2026-07-10 –, Birch Salon
In this interactive workshop we will play to learn about the various challenges and opportunities in building cooperative governance structures that can manage centralization and maintain what is decentralization.
In this interactive, participatory workshop, we will use games as thought experiments to discover potential methods, structures, funding models and so on that will allow us to effectively steward and sustain digital technologies at scale.
For example, Clayton Christensen's Conservation of Attractive Profits is a theory that explains how profits shift within value chains when a previously scarce and profitable part becomes commoditized. Entrepreneurs inspired by and running this playbook understand that decentralizing code production commoditizes IP, and so the value and profit will move to what's scarce (eg. the ability to run and deploy that code). In this model, if society was to successfully commoditize the platform model, profits would again shift elsewhere. We should ask ourselves if this is really true or not and test these questions through play.
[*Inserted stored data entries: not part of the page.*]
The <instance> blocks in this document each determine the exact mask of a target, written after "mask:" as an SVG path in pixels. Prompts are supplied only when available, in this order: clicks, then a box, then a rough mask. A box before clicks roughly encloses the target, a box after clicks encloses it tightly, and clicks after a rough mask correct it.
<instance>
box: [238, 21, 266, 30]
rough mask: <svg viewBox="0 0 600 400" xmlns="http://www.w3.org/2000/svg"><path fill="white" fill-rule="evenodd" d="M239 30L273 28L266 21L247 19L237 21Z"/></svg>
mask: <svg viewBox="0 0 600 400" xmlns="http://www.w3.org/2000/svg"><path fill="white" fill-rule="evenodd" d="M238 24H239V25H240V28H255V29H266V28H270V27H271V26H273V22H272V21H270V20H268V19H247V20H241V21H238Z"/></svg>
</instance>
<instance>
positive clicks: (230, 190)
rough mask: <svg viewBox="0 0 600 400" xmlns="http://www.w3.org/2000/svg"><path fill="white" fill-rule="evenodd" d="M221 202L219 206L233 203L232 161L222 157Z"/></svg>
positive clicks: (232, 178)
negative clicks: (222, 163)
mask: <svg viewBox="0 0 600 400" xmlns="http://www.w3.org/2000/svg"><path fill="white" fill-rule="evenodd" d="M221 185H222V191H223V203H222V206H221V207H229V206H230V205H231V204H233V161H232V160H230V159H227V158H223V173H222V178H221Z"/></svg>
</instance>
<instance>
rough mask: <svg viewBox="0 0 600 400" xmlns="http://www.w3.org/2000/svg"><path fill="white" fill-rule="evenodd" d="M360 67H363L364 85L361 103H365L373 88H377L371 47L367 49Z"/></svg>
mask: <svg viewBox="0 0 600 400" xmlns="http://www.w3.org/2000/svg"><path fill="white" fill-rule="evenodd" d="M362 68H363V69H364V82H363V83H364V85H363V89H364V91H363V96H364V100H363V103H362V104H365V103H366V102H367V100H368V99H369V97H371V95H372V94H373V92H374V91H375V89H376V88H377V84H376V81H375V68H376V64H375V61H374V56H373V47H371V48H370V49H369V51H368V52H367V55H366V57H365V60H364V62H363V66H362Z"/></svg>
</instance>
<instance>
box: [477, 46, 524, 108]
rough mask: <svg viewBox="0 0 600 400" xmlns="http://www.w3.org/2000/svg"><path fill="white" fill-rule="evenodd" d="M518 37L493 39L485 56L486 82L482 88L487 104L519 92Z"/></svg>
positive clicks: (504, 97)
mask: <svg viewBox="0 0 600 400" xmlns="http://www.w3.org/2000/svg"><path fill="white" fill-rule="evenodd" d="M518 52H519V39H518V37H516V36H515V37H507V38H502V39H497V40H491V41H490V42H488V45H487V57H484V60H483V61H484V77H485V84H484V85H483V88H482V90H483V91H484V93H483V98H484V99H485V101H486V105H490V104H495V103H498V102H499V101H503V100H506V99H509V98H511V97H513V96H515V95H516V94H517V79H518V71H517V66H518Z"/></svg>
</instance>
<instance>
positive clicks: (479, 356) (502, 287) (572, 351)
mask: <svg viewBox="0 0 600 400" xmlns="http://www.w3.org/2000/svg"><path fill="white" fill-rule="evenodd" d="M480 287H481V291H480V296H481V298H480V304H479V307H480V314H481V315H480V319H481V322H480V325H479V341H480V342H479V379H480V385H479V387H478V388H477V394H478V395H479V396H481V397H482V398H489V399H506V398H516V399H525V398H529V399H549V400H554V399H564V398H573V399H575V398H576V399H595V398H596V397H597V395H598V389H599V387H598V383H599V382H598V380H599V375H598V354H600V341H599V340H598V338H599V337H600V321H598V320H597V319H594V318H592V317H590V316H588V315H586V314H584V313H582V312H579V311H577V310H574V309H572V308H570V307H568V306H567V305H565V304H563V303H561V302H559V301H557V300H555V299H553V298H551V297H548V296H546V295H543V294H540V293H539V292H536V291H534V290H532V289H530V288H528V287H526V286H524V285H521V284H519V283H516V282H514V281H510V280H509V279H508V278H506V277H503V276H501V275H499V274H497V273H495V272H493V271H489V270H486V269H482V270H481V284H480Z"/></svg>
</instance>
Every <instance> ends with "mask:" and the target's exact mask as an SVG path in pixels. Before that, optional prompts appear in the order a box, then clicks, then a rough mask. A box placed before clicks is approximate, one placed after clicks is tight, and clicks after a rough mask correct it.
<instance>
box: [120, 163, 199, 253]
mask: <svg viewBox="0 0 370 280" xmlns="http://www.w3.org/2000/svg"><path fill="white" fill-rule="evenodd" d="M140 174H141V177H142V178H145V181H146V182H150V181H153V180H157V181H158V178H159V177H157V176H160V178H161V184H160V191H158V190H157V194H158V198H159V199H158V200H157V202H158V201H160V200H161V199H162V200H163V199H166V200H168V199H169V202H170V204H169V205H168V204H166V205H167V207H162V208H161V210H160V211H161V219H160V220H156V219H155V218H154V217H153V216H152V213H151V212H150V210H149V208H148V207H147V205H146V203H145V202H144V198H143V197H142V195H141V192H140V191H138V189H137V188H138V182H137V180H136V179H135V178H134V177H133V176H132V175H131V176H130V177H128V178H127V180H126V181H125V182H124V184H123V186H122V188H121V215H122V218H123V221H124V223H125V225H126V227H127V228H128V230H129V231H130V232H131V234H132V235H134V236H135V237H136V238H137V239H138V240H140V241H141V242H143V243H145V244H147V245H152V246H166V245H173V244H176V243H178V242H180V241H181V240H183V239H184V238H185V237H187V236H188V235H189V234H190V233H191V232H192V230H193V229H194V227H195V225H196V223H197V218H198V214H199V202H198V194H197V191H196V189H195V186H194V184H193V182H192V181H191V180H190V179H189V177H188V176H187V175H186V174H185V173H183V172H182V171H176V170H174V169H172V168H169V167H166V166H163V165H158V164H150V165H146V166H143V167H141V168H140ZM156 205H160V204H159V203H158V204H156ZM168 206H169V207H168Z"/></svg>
Games allow us to explore different situations rapidly and under concrete rules; to enable us to test if such structures will effectively coordinate positive outcomes. The table of elements for our world includes bylaws, voting rights, legal agreements, capital flows, incentives and so on. We will rapidly assemble and dissemble collective structures and wonder together how they would navigate the messy, noisy world.
Where does centralization happen? How do you fund infrastructure growth without enshittification? What governance mechanisms actually prevent forced sales or investor capture? And how could we balance the competing interests in a deeply connected ecosystem of regulators, technologists, funds, entrepreneurs and so on?
By the end of the workshop, we will gain new language to describe the shape of any collective enterprise and all come away with a more concrete understanding of the available viable paths ahead for stewarding our collective digital infrastructure.
Gavin Owens builds technologies for human agency; imbued with values of free association, mutual aid, self-determination and egalitarianism. After starting his early career as a scalable ML engineer in San Francisco, he went on to create a company in the digital tooling space which was acquired by Airbnb. There he worked on intelligent design systems tooling. In late 2010s he was the owner/operator of a small DIY art collective in Oakland, CA. Now lives in London and is founder of Tonk, a knowledge layer for collective intelligence.